Coach’s Corner Blog

Measure What Matters in 2019: The OKR Model

January 15, 2019 by Leave a Comment

Measure What Matters

Happy New Year. I hope that the holidays were all you wished for and that 2019 is starting out strong for you personally and professionally.

Traditionally this is the time that we develop resolutions for the year. People are usually very excited about the prospects that fulfilling these resolutions may mean for them in their business and personal lives.

Unfortunately, we often find ourselves ambling down a path to disappointment because we failed to make progress on the goals and eventually give up.

Don’t get me wrong, a few folks do achieve their resolutions, but the facts are that 94% of people fail to do so.

Like I have seen in much of my client work over the years, the lack of a disciplined method of maintaining focus and getting helpful feedback along the way, often dooms any resolution regardless of the enthusiasm and good intent we have when we set it. So how do we overcome that?

Objectives and Key Results

I am currently working with a client in conjunction with some other coaches to help the client create a culture of fiscal accountability within their organization.

We were all introduced to a compelling model from the book Measure What Matters by John Doerr. The model is called the OKR system which stands for objectives and key results. It has been used since the 80s by firms like Intel, Google, the Bill and Melinda Gates Foundation and many other organizations.

Here’s a great 8 minute overview:

Common personal resolutions often center around losing weight or developing better dietary habits. It is not uncommon that people will abandon these objectives within the first 30 to 60 days because they are not prepared to make the behavioral changes that are necessary or just haven’t identified what they should be.
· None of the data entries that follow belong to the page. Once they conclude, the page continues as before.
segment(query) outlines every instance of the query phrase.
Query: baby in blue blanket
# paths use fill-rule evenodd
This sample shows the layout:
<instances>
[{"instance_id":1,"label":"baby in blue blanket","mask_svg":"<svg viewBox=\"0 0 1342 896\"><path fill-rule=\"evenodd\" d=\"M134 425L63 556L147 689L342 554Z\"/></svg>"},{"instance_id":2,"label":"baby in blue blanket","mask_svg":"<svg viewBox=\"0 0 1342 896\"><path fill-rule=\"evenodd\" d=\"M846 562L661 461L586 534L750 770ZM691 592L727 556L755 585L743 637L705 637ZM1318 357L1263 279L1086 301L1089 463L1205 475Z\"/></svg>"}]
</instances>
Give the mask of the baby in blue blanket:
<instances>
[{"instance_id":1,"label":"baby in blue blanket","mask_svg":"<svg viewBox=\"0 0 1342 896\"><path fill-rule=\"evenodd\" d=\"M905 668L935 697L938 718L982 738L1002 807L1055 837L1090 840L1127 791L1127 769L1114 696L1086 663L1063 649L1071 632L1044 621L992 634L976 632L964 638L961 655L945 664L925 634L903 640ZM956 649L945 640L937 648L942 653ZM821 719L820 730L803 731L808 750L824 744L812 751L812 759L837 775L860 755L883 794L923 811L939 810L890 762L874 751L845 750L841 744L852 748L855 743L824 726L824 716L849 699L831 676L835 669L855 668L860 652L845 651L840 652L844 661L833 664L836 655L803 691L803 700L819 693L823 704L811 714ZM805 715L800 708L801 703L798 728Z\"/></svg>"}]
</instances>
If my objective is to adopt a more heart healthy Mediterranean-style diet, that’s a good start. Now we must identify key results that will help us be successful. For instance:

  • Key Result 1: Research the definition and benefits of a Mediterranean style diet.
  • Key Result 2: Identify a broad range of what foods are included in a Mediterranean-style diet.
  • Key Result 3: Investigate where you might be able to source the kinds of foods you have identified. What stores have the best and freshest varieties of the foods you want?

That is plenty to get us started. Give yourself 30 days to work on these three key results and at the end of 30 days, grade yourself on the progress you have made towards each goal.

It is not necessary that you have finished each 100% but that you are moving forward and can feel good about it.

Now think about the next set of Key Results:

  • Key Result 4: Buy a cookbook or get recipes about cooking in a Mediterranean-style.
  • Key Result 5: Plan your first meal and do the shopping.
  • Key Result 6: Pick a date for your first new meal and make it happen.

Repeat the grading of yourself on your progress to these key results. When you have finished each “grading session”, the results should not be a yes or no but a percentage of what you would say your progress has been.

Decide if you need to keep working towards those key results or what others you can suggest for the next period.

OKR in Business

I met a woman who had joined a client company of mine and she had worked for Google. She told me how deeply ingrained the OKR model was there and how everyone believed it was an excellent tool that was very productive in that organization.

Some organizations that have fully adopted this claim a 3.5 to 10X levels of organizational growth.

OKRs would fit just as well if you were learning how to delegate more effectively, learning a reporting tool, or developing better team work in your group.

State your objective clearly and brainstorm and prioritize the key results that will move you along your way to fulfilling your personal resolutions or executing on your business game plan.

Ask yourself:

  • Do you have the discipline to explore the OKR model and consider using it for a personal resolution you have for 2019?
  • Are you willing to explore the use of the model for some key business challenges you have in your organization?

Again, Happy New Year and I wish you the very best for whatever you resolve to do in this coming year.